The room temperature J–E characteristic is studied from the I–V data for the BNTS compound is shown in Fig. 8a. The measured current density (J) at the electric field (E) of 30 V/cm is 3.4 \(\times {10}^{-10}\) A/cm². The charge transport mechanism in the perovskite oxides was explained with a fitting of the logarithmic J–E curve with several models like Schottky emission, Poole–Frenkel (PF) emission, Fowler–Nordheim (FN) tunnelling, and Space-Charge-Limited-Current conduction (SCLC) [30]. The linear fitting of log J vs. log E graph for the compound in Fig. 8b provides the value of the slope \(\sim\) 1 which signifies that the conduction mechanism is dominated by Ohmic characteristics.

Fig. 8

a Leakage current density as a function of the electric field, and b logJ vs. logE plot of Bi_0.5Na_0.5Ti_0.80Sn_0.20O₃ compound

3.8 Ferroelectric Property

The ferroelectric property of the compound is measured at room temperature and shown in Fig. 9 as polarization versus electric field loop.
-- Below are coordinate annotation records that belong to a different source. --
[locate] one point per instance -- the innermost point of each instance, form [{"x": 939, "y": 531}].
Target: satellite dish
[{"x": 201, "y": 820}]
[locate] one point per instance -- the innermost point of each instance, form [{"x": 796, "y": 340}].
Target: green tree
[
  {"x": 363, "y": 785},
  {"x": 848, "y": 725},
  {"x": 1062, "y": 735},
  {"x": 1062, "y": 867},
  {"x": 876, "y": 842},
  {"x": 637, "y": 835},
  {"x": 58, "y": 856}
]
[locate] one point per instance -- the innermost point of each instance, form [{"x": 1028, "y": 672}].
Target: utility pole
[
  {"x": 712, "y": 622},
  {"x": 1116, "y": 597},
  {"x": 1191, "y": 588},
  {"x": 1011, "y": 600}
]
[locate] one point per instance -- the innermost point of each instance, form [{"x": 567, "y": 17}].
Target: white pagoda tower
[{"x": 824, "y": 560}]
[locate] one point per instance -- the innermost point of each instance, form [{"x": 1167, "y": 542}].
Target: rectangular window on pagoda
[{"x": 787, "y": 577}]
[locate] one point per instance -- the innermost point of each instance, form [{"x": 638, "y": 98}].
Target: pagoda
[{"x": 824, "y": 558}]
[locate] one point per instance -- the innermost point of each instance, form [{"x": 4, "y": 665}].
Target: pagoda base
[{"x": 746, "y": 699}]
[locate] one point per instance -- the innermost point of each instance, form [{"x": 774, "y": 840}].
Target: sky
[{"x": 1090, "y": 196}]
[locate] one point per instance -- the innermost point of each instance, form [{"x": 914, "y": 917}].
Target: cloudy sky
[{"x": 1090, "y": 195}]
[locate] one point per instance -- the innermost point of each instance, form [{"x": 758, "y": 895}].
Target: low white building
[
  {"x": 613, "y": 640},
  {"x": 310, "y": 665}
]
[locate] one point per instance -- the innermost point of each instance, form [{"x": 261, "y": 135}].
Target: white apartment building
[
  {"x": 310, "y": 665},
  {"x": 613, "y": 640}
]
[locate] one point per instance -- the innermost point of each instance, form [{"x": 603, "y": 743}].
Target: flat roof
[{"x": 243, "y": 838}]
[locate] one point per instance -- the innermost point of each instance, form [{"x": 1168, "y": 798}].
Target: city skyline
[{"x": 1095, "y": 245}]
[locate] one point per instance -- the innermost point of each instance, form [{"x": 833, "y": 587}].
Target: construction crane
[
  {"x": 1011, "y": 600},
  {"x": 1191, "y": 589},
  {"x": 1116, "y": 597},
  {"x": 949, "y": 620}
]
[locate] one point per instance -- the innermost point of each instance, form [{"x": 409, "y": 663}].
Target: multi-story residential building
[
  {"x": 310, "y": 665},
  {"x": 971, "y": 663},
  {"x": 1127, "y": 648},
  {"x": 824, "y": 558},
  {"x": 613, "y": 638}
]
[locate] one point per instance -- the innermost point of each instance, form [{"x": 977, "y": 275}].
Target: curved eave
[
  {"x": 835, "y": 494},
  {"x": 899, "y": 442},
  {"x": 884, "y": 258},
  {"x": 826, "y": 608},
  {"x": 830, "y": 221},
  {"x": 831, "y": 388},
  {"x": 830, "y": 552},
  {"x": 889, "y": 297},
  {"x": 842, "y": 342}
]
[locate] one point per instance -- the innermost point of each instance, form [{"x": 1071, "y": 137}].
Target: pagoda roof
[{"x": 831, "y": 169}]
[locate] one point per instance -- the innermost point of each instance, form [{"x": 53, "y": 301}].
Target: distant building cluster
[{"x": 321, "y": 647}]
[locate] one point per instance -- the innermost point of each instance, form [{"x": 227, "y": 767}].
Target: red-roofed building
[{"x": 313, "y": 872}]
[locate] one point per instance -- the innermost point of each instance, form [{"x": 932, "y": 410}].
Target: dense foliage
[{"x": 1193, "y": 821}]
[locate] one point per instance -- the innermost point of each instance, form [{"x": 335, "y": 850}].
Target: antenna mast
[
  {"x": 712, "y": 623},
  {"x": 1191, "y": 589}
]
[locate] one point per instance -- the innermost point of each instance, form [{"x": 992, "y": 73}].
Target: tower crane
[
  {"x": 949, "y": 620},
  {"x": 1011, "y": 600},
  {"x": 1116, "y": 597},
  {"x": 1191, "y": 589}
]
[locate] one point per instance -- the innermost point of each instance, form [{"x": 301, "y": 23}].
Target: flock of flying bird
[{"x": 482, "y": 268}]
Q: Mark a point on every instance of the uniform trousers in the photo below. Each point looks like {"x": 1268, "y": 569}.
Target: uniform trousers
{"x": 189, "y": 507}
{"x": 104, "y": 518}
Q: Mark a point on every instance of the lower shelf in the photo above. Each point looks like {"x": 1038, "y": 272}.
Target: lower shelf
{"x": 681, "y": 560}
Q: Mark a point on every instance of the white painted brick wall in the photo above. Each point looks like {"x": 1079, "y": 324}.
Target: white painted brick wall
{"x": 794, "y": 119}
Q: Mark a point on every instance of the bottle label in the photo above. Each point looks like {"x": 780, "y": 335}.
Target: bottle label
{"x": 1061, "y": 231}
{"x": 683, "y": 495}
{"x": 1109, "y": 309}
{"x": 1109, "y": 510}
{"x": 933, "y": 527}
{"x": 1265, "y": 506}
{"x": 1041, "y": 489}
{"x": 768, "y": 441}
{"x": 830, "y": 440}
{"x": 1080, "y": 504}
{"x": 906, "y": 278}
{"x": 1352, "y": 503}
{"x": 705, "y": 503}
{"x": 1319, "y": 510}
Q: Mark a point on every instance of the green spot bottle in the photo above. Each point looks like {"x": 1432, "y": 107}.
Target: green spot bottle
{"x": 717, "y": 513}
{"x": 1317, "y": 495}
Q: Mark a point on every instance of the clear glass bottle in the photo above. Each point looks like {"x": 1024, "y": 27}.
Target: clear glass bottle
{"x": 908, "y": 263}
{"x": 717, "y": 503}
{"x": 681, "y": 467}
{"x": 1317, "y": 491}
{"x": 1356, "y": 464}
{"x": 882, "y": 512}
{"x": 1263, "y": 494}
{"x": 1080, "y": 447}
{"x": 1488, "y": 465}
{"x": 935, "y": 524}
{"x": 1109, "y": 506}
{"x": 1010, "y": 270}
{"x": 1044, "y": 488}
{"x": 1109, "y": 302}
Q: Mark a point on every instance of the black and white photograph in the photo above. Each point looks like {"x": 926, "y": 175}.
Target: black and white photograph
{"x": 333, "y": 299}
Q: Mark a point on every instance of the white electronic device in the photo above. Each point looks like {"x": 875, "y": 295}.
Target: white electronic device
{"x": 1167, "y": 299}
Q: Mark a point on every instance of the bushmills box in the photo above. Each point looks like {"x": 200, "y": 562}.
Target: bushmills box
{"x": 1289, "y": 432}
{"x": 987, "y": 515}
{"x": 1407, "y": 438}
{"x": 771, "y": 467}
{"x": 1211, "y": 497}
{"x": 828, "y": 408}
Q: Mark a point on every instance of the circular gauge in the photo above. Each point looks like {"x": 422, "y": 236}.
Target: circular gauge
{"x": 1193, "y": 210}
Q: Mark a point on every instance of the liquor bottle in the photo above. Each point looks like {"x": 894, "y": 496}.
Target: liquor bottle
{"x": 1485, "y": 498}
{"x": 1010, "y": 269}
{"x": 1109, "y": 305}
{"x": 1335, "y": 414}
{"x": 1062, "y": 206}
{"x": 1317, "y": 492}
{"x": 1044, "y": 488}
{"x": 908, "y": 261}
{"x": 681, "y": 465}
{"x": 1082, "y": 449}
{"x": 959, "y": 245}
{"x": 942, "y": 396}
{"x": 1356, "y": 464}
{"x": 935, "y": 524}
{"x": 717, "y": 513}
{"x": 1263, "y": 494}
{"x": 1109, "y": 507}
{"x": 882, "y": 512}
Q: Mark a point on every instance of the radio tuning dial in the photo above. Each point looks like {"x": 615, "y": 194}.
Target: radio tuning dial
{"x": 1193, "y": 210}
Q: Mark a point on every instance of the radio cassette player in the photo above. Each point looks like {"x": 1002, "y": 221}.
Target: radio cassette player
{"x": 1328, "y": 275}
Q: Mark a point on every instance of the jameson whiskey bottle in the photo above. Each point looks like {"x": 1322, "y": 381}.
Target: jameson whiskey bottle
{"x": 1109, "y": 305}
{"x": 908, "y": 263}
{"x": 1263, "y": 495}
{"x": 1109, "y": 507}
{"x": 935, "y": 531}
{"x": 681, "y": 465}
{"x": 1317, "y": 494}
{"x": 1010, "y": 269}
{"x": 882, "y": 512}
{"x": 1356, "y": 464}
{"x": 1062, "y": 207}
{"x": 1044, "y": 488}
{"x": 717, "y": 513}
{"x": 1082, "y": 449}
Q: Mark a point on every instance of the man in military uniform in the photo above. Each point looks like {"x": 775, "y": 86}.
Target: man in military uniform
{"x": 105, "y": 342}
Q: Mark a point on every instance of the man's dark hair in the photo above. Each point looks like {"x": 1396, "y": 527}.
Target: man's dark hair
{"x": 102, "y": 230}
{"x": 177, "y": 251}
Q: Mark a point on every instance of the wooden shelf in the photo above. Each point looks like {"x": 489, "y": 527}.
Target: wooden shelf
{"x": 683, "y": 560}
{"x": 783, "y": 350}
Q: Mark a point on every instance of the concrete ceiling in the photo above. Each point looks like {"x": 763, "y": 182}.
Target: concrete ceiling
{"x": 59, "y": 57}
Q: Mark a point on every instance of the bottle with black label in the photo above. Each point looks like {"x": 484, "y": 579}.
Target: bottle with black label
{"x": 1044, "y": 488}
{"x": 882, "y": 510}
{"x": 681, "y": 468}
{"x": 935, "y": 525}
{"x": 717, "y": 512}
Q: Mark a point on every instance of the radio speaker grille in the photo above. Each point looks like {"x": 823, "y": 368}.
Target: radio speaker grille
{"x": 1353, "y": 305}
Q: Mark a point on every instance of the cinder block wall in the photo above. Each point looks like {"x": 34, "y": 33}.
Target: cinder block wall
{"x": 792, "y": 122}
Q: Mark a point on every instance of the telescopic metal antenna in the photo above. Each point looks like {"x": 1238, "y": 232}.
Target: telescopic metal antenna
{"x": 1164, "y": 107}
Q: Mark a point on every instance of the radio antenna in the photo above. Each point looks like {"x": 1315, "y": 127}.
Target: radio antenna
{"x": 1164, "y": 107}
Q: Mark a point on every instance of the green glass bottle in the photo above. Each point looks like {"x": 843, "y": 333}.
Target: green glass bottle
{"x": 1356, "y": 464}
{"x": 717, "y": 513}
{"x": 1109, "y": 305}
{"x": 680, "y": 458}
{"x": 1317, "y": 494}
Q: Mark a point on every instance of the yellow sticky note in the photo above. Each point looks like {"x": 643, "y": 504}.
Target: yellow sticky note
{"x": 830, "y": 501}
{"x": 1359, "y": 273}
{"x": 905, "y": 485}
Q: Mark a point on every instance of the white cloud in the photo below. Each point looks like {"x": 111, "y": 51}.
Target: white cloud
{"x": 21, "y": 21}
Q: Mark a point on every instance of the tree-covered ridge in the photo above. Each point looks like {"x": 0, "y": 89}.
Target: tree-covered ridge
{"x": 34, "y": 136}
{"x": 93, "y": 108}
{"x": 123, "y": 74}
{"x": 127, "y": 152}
The hysteresis loop exhibit a remnant polarization (P_r) of 4.46 µC/cm² and a coercive field (E_c) of 6.44 kV/cm. The well-defined and saturated observed loop suggest the ferroelectric nature of the compound.

Fig. 9

P-E ferroelectric loop of Bi_0.5Na_0.5Ti_0.80Sn_0.20O₃ compound

4 Conclusion

Bi_0.5Na_0.5Ti_0.80Sn_0.20O₃ compound was fabricated by a cost-effective mixed oxide reaction route at the calcination and sintering temperature of 900 °C and 1050 °C respectively. The XRD analysis confirms that the compound crystallizes with the tetragonal structure. The frequency and temperature-dependent dielectric properties were studied in the material. The ferroelectric to paraelectric phase transition is noticed at 315 °C in the temperature-dependent dielectric constant graph. The high dielectric constant and small tangent loss of the material at room temperature is suitable for device applications. The tilted semicircle and the presence of the phase component Q in the circuit element suggest the presence of a modified Debye-type relaxation process. The temperature dependence of AC conductivity suggests the hopping mechanism of charge carriers in the material. The Ohmic current conduction mechanism is found in the compound with reduced leakage current. The analysis of the modulus spectroscopy also supports the non-Debye relaxation mechanism nature in the compound.